The underlying causes of Alzheimer’s

The research team further conclude that Alzheimer’s disease is not caused by a single genetic mutation but instead can have different sets of genes contributing to risk across different people. This means that the primary causes of Alzheimer’s disease can be varied and therefore treatments may also need to be tailored to the underlying causes of disease.

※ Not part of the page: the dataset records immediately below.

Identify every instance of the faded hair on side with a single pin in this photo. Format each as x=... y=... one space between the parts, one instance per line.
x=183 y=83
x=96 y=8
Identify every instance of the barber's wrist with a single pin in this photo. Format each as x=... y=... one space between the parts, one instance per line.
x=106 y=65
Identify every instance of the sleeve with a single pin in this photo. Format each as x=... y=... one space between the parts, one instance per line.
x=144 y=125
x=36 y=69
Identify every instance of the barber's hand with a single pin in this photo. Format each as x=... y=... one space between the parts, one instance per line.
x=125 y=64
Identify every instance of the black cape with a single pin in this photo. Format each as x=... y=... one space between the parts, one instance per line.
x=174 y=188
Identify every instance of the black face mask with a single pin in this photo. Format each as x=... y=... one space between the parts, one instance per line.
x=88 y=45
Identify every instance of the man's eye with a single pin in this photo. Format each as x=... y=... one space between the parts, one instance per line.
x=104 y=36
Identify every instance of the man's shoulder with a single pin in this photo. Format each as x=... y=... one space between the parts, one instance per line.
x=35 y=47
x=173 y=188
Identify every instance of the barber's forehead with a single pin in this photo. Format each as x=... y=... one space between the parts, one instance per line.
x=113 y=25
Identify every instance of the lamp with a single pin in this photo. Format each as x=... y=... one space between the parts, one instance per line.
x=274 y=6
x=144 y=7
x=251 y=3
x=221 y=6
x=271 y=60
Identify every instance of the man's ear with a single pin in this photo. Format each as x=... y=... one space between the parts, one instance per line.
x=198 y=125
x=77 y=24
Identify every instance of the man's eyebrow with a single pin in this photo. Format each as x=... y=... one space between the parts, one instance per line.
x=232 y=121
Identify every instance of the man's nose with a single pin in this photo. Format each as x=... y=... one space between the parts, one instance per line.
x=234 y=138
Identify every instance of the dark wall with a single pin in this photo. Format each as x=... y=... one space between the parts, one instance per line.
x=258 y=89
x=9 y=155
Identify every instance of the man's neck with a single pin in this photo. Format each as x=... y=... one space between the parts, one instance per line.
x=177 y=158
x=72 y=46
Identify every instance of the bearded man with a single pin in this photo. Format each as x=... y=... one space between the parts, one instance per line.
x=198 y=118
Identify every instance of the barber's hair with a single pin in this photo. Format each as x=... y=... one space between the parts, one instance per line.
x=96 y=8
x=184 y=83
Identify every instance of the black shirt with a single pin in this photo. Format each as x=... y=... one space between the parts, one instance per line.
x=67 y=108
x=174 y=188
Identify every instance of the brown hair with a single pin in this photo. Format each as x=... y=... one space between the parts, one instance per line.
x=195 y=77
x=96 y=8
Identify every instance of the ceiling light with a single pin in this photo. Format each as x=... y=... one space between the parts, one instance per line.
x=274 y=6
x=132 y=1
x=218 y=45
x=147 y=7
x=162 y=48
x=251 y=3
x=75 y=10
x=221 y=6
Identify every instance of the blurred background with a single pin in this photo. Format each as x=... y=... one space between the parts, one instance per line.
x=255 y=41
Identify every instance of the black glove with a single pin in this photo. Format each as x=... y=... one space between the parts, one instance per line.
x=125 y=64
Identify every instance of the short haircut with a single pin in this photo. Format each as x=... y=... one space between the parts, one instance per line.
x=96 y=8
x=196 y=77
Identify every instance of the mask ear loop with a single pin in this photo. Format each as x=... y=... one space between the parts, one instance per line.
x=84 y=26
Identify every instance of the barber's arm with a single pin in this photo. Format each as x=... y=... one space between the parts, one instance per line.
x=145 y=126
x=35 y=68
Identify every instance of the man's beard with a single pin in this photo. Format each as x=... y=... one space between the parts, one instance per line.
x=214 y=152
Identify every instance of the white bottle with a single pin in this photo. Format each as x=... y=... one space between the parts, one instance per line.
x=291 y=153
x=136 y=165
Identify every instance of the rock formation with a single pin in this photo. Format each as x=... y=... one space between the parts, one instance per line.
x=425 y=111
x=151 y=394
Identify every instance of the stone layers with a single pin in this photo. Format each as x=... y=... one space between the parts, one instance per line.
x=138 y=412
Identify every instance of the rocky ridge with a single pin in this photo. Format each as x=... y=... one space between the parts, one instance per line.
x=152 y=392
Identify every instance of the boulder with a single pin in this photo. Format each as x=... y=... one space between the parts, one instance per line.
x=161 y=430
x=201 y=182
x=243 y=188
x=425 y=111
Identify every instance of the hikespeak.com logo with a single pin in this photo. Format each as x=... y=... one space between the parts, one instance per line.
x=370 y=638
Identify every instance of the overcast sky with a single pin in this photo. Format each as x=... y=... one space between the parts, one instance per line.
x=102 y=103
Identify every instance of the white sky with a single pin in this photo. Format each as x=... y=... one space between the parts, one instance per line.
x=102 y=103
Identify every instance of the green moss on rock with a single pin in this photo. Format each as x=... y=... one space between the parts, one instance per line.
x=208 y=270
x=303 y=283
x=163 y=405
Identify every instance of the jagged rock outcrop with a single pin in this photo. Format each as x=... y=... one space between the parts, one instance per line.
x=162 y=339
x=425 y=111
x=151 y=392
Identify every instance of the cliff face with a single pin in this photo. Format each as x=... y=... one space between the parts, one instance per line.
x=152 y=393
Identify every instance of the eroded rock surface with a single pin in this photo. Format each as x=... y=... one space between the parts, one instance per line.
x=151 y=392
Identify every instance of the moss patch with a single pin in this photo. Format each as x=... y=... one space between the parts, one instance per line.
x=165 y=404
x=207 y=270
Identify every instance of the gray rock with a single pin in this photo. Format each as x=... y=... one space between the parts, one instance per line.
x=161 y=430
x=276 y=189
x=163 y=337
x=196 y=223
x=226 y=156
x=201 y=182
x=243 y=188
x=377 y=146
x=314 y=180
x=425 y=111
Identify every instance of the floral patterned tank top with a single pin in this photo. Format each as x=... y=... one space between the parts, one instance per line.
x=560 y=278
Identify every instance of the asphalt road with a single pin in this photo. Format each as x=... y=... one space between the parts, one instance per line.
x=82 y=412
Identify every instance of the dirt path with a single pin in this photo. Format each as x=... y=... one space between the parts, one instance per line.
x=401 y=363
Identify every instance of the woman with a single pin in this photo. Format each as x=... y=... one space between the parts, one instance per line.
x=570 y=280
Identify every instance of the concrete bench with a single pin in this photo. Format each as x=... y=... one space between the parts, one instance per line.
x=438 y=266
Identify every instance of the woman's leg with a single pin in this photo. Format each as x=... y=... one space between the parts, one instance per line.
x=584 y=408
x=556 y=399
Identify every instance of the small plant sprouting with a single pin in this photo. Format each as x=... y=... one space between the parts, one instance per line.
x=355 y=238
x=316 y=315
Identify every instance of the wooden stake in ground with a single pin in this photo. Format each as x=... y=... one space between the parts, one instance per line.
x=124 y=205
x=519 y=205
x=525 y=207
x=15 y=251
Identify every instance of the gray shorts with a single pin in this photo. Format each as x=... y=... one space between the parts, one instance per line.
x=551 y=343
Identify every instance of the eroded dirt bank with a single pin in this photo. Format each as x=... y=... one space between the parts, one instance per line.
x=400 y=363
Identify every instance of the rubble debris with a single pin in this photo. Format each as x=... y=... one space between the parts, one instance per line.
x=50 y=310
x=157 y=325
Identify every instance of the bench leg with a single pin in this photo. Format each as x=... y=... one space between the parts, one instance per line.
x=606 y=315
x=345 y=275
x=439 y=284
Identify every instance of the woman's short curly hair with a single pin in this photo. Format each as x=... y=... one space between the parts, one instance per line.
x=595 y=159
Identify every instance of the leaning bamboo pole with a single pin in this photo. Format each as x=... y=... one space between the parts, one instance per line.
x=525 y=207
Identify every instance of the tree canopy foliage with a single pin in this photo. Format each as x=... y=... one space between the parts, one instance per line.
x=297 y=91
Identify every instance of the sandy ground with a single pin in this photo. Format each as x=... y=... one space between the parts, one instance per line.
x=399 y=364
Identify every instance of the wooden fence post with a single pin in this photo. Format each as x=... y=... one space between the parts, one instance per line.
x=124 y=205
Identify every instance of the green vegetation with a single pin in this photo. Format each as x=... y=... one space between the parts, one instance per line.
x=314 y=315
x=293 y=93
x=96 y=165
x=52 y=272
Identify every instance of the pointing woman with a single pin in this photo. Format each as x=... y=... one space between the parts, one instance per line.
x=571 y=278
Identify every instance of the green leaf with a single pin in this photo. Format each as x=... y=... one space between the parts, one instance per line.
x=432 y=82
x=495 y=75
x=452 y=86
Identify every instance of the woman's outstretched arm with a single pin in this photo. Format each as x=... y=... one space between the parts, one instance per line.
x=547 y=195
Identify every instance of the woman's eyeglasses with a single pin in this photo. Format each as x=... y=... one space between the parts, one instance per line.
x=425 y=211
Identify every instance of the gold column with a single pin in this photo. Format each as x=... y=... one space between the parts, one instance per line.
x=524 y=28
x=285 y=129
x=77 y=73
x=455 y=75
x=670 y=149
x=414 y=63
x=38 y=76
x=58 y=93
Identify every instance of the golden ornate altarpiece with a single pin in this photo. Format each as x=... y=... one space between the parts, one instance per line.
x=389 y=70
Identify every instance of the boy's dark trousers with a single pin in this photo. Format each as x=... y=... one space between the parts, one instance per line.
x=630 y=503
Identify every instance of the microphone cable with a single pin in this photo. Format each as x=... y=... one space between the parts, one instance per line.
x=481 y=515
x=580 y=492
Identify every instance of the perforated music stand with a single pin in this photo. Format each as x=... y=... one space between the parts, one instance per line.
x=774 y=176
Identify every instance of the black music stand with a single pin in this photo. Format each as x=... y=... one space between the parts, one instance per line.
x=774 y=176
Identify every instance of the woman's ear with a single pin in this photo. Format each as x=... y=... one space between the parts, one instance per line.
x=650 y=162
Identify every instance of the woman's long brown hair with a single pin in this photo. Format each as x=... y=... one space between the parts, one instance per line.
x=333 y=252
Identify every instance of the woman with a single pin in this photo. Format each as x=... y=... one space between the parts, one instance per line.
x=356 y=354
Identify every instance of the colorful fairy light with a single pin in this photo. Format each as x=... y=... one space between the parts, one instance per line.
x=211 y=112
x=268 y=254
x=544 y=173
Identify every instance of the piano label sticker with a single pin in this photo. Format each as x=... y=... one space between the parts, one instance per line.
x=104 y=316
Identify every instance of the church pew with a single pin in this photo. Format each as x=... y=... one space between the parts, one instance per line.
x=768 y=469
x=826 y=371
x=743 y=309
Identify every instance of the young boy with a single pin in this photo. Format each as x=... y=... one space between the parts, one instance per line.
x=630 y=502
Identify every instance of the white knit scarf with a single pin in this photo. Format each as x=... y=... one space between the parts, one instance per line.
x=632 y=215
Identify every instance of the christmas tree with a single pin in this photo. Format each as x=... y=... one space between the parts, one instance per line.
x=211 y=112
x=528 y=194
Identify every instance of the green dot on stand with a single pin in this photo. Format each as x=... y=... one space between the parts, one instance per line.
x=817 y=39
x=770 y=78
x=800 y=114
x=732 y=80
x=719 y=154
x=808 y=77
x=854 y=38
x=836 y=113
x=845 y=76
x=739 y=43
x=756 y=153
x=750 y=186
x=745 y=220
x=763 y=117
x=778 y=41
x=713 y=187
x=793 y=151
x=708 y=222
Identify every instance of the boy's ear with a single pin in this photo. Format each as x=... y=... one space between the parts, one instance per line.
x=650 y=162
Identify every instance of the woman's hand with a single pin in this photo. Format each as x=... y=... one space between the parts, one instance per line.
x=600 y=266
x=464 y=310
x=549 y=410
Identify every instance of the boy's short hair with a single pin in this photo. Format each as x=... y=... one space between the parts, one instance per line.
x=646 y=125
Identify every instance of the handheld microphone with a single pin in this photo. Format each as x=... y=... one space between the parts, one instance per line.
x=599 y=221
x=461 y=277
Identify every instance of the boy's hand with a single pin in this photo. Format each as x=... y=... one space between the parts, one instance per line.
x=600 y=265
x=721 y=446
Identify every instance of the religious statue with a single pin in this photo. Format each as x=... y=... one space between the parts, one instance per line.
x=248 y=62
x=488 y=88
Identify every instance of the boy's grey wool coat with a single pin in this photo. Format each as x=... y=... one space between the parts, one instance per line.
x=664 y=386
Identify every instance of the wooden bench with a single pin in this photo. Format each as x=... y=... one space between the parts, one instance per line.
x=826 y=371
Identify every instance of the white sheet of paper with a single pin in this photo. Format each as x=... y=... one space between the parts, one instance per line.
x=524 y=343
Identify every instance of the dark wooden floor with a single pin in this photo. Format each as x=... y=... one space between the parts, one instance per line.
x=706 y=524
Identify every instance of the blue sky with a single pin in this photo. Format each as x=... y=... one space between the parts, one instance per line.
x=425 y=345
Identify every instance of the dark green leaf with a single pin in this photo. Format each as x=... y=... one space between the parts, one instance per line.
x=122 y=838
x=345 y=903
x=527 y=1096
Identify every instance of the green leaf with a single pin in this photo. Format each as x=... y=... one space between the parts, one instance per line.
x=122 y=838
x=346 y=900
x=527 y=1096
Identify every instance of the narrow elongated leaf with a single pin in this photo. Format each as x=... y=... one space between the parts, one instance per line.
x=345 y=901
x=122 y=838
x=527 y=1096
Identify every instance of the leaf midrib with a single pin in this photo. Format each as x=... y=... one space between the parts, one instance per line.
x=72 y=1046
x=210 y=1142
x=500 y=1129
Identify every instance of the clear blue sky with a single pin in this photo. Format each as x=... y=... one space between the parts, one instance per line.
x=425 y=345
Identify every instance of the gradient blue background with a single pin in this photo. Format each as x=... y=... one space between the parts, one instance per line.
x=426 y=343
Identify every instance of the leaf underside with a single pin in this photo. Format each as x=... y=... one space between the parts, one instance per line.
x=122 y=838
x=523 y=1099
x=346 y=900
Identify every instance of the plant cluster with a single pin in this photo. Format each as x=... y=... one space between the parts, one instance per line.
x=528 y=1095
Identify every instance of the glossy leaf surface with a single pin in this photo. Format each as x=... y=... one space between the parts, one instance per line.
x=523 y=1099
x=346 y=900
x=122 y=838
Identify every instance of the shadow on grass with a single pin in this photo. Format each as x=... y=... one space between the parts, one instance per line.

“There is a perception that this disease is one uniform disease that shows up and progresses the same way for everyone,” Young-Pearse said. “It is important to understand that Alzheimer’s is actually quite heterogeneous in its underlying causes, ages of onset and disease course. This is the first time we have a system in place to study living human brain cells from many people to understand better why some develop Alzheimer’s disease in a very specific way and others are resistant to the disease.”

Conclusion

In summary, the iPSC-derived neuron models developed by the researchers could help to progress precision and personalised medicine by evaluating the best treatment course for patients. With accurate predictions of disease outcomes, healthcare professionals and patients could be advised of the most effective therapeutic regimes. Likewise, this new development could also help researchers to further investigate the underlying causes of Alzheimer’s disease, in the hope that a broad acting treatment could one day be approved and in use.

References

1. What is Alzheimer’s disease? | Alzheimer’s Research UK [Internet]. Alzheimer’s Research UK. 2021 [cited 9 September 2021]. Available from: https://www.alzheimersresearchuk.org/dementia-information/types-of-dementia/alzheimers-disease/
2.  2021 Alzheimer’s disease facts and figures. Alzheimer’s & Dementia. 2021;17(3):327-406.
3. Lagomarsino V, Pearse R, Liu L, Hsieh Y, et al. Stem cell-derived neurons reflect features of protein networks, neuropathology and cognitive outcome of their aged human donors. Neuron. 2021.